HarshikaReddyUppula/ab-test-lab
GitHub: HarshikaReddyUppula/ab-test-lab
Stars: 0 | Forks: 0
# ab-test-lab
A small Python toolkit for designing, running, and **privacy-preserving** analysis of A/B tests — built around the things production experimentation platforms actually need: correct sample-size math, defensible confidence intervals, sequential testing that doesn't lie when you peek, and differentially-private aggregates when user-level data can't leave the warehouse.






## Why this exists
Most A/B test "tutorials" on GitHub stop at `scipy.stats.ttest_ind`. Real production experimentation platforms have to answer harder questions:
- *How many users do I actually need for a 1% lift to be detectable?* → power-aware sample-size design
- *We peeked at the dashboard yesterday and called it. Are we sure?* → sequential testing with proper alpha-spending
- *Can we run an experiment on EU users without exposing user-level data?* → differential privacy on the aggregates
This toolkit gives clean, tested implementations of each, with notebooks showing real-world usage on public datasets.
## Architecture
flowchart LR
subgraph Design
D1[Sample-size calculator]
D2[Power simulator]
end
subgraph Analyze
A1[Frequentist tests]
A2[Bootstrap CIs]
A3[Sequential tests]
end
subgraph Private
P1[Laplace mechanism]
P2[Gaussian mechanism]
P3[Private proportion test]
end
subgraph Scale
S1[PySpark aggregations]
S2[BigQuery user-level → bucketed]
end
D1 --> A1
D2 --> A1
A1 -.privacy noise.-> P1
A1 -.privacy noise.-> P2
S1 --> A1
S2 --> A1
## What's in the library
from ab_test_lab import design, analyze, private, simulate
# 1. Design — how many users do I need?
n = design.required_sample_size_proportion(
baseline_rate=0.10, mde=0.005, alpha=0.05, power=0.80
)
# 2. Analyze — what's the lift, with a 95% CI?
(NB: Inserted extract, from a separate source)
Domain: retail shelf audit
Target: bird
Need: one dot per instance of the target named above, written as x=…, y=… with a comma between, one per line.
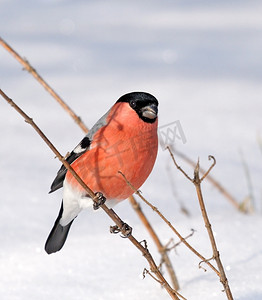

result = analyze.proportion_test(
control_conversions=520, control_n=10_000,
treatment_conversions=565, treatment_n=10_000,
)
# result.lift, result.ci_lower, result.ci_upper, result.p_value
# 3. Private — same test, with (epsilon=1.0)-DP noise on the aggregates
private_result = private.private_proportion_test(
control_conversions=520, control_n=10_000,
treatment_conversions=565, treatment_n=10_000,
epsilon=1.0,
)
# private_result.lift, private_result.ci_lower, ...
# 4. Simulate — what's my power, given my actual user-volume curve?
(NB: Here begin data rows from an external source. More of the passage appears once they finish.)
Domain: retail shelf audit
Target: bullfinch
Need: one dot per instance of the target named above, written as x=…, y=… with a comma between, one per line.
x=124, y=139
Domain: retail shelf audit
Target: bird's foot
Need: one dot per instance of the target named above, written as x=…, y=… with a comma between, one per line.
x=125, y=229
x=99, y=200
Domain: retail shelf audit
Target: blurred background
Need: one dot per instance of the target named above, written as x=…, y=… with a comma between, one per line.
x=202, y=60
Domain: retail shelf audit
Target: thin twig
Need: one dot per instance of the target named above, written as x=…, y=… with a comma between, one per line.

power = simulate.power_simulation(
baseline_rate=0.10, true_lift=0.01, n_per_arm=10_000, n_sims=2_000
)
## Notebooks
| # | Notebook | What it shows |
|---|---|---|
| 01 | `01_design_and_analyze.ipynb` | End-to-end: design an experiment, simulate users, analyze results |
| 02 | `02_privacy_preserving.ipynb` | Same test, with differential privacy. Privacy/utility frontier |
| 03 | `03_case_study_at_scale.ipynb` | Criteo Uplift dataset (~14M rows) bucketed in BigQuery + PySpark |
## Stack
| Layer | Tool |
| --- | --- |
| Core stats | `scipy.stats`, `numpy`, `statsmodels` |
| Differential privacy | Custom Laplace/Gaussian mechanisms (and `diffprivlib` for comparison) |
| Scale demos | PySpark, BigQuery |
| Testing | `pytest` |
| Notebooks | Jupyter, Matplotlib, Seaborn |
| Packaging | `pyproject.toml` (installable via `pip install -e .`) |
## Repository layout
ab-test-lab/
├── ab_test_lab/ # library code (importable as `ab_test_lab`)
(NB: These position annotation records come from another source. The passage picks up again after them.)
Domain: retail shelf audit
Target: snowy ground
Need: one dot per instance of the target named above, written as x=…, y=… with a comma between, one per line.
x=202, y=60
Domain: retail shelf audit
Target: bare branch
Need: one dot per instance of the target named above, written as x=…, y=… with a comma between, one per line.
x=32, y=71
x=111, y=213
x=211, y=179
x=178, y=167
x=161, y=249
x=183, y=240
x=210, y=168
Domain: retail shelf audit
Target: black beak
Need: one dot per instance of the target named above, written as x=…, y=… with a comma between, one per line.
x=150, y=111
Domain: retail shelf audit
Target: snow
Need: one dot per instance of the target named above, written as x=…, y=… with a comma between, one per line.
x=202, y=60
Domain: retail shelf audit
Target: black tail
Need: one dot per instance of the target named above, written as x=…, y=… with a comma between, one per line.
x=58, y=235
│ ├── design.py # sample size & power
│ ├── analyze.py # frequentist tests & CIs
│ ├── sequential.py # sequential / always-valid inference
│ ├── private.py # differential privacy mechanisms
│ └── simulate.py # Monte Carlo simulations
├── notebooks/ # end-to-end demonstrations
├── tests/ # pytest suite
├── pipelines/ # PySpark + BigQuery scale demos
├── docs/methodology.md # methodology deep-dive
└── pyproject.toml
## Getting started
git clone https://github.com/HarshikaReddyUppula/ab-test-lab.git
cd ab-test-lab
python -m venv .venv && source .venv/bin/activate
pip install -e ".[dev]"
# Run tests
pytest
# Open the demo
jupyter lab notebooks/01_design_and_analyze.ipynb
## Methodology
Full writeup: [docs/methodology.md](docs/methodology.md). Topics:
- Why the standard two-proportion formula under-estimates *n* by ~10% when conversion rates are small.
- The "peeking problem" and Pocock vs. O'Brien-Fleming spending functions.
- The privacy/utility tradeoff: what ε buys you, what it costs in detectable effect.
- When to use this vs. a Bayesian framework (and when *both*).
## Roadmap
- [ ] **design** — proportion + continuous sample size, cluster-randomized adjustments
- [ ] **analyze** — Welch's t-test, two-proportion z-test, bootstrap CIs, CUPED variance reduction
- [ ] **sequential** — Pocock and O'Brien-Fleming alpha-spending; mSPRT
- [ ] **private** — Laplace + Gaussian mechanisms, composition accounting, private proportion test
- [ ] **simulate** — power curves, false-positive rate verification under peeking
- [ ] **notebooks** — 01 design+analyze, 02 privacy, 03 scale (Criteo + PySpark + BigQuery)
- [ ] **tests** — ≥80% coverage; property-based tests via `hypothesis` for noise mechanisms
- [ ] **CI** — GitHub Actions: ruff + pytest on PR
## License
MIT — use it, fork it, ship it.